Strout & Skeels, Inc.

Automating For Efficient Management

The key to success for business in the current environment is the vigilant search for new ways of improving efficiency and saving money. One of the most important paths toward realizing economies is the implementation of management systems which are designed to provide quick and clear access to information. A critical competitive edge can be gained by organizations which move toward programs designed to provide such information in the context of supporting normal business functions.

Over the years with the growing use of computers in business, standard procedures of channeling information from middle management to the executive level have been established. These procedures include the usual periodical reports and analyses which are compiled for the executive in order to give a clear understanding of how the company is doing, and a planning base for needed projections. This relatively rigid pre-programmed method is designed to supply beneficial data in the simplest form possible, and can give the executive a broad base of useful information. This framework, however, often proves excessively rigid to provide a useful analytical view of information.

Computerization of information is introduced into organizations at various levels, some explicitly connected, many not. The result is that information is dispersed to provide support for specific functions. This is good so far as it goes, but is inadequate for comprehensive management analysis.

Dispersed systems generate such an immense amount of data that a return in digestible form is impracticable, though it may be condensed and passed backed through the established canned reports.

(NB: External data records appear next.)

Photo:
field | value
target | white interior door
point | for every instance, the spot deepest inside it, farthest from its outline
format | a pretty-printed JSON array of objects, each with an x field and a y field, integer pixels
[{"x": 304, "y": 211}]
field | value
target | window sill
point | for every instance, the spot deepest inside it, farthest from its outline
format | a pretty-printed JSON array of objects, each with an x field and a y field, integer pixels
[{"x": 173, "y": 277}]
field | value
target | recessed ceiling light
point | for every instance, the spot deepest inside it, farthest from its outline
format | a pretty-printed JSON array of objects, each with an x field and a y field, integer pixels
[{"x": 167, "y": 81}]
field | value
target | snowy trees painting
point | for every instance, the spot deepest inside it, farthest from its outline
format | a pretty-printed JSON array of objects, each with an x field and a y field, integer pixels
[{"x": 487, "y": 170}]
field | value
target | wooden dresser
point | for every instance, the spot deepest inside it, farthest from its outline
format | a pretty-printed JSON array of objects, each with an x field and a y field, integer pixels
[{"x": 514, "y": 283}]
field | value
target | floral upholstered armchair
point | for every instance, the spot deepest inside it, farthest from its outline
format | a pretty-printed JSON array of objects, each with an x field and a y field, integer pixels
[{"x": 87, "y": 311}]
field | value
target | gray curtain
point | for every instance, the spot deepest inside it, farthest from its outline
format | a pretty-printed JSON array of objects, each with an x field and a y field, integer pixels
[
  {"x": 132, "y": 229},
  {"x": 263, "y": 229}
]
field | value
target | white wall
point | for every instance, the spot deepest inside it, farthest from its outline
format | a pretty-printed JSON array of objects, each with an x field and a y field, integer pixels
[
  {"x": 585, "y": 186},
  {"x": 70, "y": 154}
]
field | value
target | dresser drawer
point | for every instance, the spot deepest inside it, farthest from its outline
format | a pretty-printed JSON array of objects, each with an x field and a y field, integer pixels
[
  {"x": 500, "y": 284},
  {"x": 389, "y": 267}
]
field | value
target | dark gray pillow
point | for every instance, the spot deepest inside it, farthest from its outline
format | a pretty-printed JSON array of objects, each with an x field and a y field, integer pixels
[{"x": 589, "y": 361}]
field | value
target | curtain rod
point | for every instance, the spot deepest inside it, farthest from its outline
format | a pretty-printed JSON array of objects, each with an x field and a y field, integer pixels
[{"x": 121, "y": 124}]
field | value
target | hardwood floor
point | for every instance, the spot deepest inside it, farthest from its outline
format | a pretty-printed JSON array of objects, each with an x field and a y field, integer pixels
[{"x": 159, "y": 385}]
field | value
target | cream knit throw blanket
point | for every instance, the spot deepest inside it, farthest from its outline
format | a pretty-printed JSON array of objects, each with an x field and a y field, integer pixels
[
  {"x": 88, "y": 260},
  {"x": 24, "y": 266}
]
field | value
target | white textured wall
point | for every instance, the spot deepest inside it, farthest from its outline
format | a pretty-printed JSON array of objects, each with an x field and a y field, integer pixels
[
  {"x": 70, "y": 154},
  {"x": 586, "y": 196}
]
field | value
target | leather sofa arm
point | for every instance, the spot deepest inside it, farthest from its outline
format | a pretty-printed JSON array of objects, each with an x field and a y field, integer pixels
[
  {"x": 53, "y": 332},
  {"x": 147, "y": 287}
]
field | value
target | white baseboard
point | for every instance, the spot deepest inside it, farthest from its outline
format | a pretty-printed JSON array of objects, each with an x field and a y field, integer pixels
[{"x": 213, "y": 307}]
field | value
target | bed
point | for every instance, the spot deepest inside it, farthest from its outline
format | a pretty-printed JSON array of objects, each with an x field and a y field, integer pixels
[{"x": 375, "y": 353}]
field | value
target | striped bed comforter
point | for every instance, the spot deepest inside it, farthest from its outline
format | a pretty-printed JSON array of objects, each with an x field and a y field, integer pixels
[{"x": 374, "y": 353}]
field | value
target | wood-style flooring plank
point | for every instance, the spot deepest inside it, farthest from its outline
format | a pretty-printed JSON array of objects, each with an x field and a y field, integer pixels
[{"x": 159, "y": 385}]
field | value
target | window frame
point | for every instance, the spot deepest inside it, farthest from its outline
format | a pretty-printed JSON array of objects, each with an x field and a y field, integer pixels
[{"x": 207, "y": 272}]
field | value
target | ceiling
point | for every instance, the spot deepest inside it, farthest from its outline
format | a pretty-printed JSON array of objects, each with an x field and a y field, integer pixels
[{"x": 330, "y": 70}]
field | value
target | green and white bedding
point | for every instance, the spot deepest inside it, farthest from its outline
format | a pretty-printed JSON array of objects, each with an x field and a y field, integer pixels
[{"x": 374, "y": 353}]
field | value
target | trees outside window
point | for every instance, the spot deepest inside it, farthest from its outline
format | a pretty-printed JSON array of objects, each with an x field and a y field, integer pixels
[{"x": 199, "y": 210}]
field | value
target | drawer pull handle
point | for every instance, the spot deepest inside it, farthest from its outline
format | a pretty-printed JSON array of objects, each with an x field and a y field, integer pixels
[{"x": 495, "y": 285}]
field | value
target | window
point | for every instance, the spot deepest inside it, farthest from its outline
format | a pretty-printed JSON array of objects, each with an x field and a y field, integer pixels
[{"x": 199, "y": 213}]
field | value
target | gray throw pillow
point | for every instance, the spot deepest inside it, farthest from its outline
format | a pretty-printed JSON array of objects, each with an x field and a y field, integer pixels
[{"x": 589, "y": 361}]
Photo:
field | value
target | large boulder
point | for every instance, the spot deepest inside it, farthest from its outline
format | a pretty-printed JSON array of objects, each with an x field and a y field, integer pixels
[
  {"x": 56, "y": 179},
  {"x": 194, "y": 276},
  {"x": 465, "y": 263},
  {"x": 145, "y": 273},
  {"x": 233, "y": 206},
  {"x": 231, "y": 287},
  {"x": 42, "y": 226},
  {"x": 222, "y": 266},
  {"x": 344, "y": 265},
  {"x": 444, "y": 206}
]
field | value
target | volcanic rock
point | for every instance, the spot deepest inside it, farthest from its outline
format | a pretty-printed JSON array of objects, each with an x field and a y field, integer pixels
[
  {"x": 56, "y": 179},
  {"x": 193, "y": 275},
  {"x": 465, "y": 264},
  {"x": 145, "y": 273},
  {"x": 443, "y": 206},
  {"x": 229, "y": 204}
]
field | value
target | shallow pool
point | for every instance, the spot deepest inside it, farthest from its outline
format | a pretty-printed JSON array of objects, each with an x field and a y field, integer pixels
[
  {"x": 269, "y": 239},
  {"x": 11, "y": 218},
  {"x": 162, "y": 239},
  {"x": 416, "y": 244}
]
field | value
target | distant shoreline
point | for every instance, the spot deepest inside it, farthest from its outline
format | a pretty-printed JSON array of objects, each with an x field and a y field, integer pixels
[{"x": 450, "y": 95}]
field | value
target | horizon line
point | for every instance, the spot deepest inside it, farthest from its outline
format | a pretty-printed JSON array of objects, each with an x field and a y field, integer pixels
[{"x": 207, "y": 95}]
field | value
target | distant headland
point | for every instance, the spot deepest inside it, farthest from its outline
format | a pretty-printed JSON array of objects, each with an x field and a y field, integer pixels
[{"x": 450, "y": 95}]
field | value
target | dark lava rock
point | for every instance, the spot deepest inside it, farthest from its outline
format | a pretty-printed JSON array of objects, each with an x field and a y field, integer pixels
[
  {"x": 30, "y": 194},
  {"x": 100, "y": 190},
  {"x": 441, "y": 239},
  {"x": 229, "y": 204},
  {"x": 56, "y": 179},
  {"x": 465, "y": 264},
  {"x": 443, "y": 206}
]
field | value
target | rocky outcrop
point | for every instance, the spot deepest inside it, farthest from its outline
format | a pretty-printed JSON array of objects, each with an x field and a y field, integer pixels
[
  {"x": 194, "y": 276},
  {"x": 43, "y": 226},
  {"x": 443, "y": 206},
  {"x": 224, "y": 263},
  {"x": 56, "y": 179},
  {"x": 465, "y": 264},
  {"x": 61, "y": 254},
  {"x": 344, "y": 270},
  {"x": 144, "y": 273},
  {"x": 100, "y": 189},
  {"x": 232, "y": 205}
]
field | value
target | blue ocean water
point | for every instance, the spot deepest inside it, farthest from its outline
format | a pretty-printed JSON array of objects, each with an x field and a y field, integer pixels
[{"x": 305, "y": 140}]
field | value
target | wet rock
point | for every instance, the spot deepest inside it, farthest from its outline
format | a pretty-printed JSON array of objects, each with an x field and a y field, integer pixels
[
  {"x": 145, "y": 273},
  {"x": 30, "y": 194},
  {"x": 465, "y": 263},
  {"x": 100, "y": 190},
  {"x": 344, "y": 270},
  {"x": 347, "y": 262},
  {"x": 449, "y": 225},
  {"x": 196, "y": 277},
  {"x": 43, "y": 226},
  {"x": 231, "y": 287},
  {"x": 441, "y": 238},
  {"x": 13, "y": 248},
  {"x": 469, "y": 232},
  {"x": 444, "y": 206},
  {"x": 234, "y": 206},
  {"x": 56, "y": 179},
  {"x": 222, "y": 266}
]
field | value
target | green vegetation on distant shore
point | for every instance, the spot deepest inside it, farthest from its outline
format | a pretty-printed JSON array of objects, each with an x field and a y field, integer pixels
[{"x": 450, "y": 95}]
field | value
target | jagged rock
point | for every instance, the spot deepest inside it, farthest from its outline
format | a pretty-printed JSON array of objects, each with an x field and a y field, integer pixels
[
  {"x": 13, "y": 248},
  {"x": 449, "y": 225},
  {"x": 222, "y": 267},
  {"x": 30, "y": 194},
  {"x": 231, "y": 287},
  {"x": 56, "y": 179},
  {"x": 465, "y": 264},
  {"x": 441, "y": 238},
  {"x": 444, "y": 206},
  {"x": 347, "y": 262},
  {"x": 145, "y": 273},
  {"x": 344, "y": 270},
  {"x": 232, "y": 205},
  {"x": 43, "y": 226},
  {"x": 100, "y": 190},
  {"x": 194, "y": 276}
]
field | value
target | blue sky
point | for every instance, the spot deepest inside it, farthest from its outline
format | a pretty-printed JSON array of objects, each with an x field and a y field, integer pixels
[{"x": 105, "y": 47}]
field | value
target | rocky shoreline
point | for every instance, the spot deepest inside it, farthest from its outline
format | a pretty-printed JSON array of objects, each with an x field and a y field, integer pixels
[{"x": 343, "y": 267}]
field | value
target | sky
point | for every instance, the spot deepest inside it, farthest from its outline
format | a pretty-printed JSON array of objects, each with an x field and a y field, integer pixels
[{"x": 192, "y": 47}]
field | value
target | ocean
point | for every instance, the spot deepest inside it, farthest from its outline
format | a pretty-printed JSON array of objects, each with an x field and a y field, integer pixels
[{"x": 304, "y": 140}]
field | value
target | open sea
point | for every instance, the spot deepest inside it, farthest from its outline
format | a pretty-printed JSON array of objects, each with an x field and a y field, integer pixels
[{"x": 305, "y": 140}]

Though the standard management reporting process serves a number of needs, it does not deal with the critical problem of uncertainty; what is needed most may not be in the canned reports, and may not in fact be obvious until free access to and across various information sets is available. When a discrepancy, curiosity, flaw or inconsistency occurs or a specific problem must be dealt with, the process of obtaining useful information must be relatively quick and inexpensive, or the systems which provide it will not be used to full capacity. Modern management programs must overcome this impediment by providing all-level information availability with immediate analytical access to a broad and comprehensive set of management information.

INFORMATION PHILOSOPHY An executive does not have time to review or absorb all the specifics of any given project, but if factors arise which offer a positive business opportunity or which threaten to undermine an important business objective, management should be able to focus on relevant information quickly. The systems should serve to manage key information concerning persons, organizations, events and finances, and providing a management information repository which has access to information from other systems, as needed, and which can provide answers to managers, as required.

Quick and practical availability of information avoids the crisis-driven paradigm, where management responds only to problems, dropping, or not recognizing, queries in the realization that the question will be outmoded by the time it can be answered. This thicket of delay and confusion is avoided if the systems can provide an immediate and direct connection to databases designed for query and analysis which are based on original data sources. Management is able to obtain results from any relevant data, whether broad or precise, which is made permanently available, while the employee's daily routine continues undisturbed. This system saves time by making query and analysis within the management system top priority by design.

The key to information value is time. Management should have all the angles of information covered in a comprehensive manner, and always have pertinent and relevant data available on a timely basis. A properly designed system establishes for management a clear and direct path to desired knowledge, giving them more time for creative thought processes and a greater sense of how to drive the corporate system, while avoiding confusion and irrelevancy. Better decision making is an inevitable result.